Quantitative assessment of domino and NaTech scenarios in complex industrial areas

Highlights

• Quantitative Area Risk Analysis (QARA) is a powerful decision support tool.

• QARA may be extended to assess NaTech and first and second-level domino scenarios.

• NaTech scenarios are likely to give a relevant contribution to industrial risk assessed in QARA.

• Second-level domino scenarios give a non-negligible contribution to industrial risk.
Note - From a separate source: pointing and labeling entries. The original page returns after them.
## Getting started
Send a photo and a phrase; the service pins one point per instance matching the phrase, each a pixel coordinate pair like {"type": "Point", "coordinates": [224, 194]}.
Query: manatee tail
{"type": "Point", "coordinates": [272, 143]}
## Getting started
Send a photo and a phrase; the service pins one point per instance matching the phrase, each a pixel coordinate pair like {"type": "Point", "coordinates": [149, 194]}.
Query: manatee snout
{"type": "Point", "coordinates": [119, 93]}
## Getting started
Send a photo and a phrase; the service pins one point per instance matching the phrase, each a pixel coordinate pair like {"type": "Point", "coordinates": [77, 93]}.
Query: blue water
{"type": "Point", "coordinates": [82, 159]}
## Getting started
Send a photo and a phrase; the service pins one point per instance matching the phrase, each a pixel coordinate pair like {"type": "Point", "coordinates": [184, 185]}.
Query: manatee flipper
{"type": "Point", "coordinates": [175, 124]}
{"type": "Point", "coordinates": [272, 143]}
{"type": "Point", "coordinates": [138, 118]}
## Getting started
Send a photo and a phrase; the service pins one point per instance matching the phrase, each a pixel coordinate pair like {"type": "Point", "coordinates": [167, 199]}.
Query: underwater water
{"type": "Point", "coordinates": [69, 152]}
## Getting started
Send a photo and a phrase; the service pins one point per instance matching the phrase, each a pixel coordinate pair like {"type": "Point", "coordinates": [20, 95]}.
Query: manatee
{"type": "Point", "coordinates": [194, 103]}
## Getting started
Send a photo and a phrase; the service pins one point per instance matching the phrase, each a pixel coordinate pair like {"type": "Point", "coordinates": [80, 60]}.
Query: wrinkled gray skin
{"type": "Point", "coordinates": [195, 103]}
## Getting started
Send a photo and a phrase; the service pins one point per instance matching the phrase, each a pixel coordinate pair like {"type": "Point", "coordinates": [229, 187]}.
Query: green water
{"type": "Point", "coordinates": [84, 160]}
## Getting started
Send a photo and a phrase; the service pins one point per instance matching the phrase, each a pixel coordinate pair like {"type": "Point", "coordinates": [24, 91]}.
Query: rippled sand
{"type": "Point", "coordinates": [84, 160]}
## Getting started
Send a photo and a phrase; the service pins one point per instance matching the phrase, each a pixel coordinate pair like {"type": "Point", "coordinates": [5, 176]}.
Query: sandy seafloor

• QARA extension to domino and NaTech is sufficiently is ready to become a standard tool.

Abstract

Since the late 80s the application of quantitative risk assessment to the issue of land-use planning with respect to major accident hazards emerged as a topic to be addressed within the safety assessment of chemical and process plants. However, in the case of industrial clusters or complex industrial areas specific methodologies are needed to deal with high-impact low-probability (HILP) events. In the present study, innovative methodologies developed for the quantitative assessment of risk due to domino and NaTech scenarios are presented. In recent years a set of models for the calculation of equipment damage probability were developed. A specific effort was dedicated to the improvement of models for the calculation of equipment damage probability in these accident scenarios. In the present study, the application of these models to case-studies was analyzed. The results of the improved models obtained for NaTech quantitative assessment were compared to previous results in the literature. A specific innovative approach was developed to multi-level quantitative assessment of domino scenarios, and its potential was analyzed. The results were examined also evidencing the role and the progress with respect to the pioneering work started on these topics by Franco Foraboschi.

Introduction

Quantitative risk assessment (QRA) is among the tools more widely applied worldwide to provide quantitative information on the risk caused by conventional accidents in chemical and process plants (Center for Chemical Process Safety [CCPS], 2000; Mannan, 2005). QRA consists of a set of methodologies for estimating the risk posed by a given system in terms of human loss or, in some cases, economic loss (CCPS, 2000; Mannan, 2005; Uijt de Haag & Ale, 1999). The application of QRA to extended and complex industrial areas or to chemical clusters required the development of specific methodologies to account for issues as the distribution of population and the transportation of hazardous substances to and from the area of concern. These extensions of the QRA methodology were named “Quantitative Area Risk Assessment” or QARA in the literature (Antonioni, Spadoni, & Cozzani, 2009; Cozzani, Antonioni, & Spadoni, 2006; Cozzani, Bonvicini, Spadoni, & Zanelli, 2007; Cozzani, Gubinelli, Antonioni, Spadoni, & Zanelli, 2005; Egidi, Foraboschi, Spadoni, & Amendola, 1995; Spadoni, Contini, & Uguccioni, 2003; Spadoni, Egidi, & Contini, 2000).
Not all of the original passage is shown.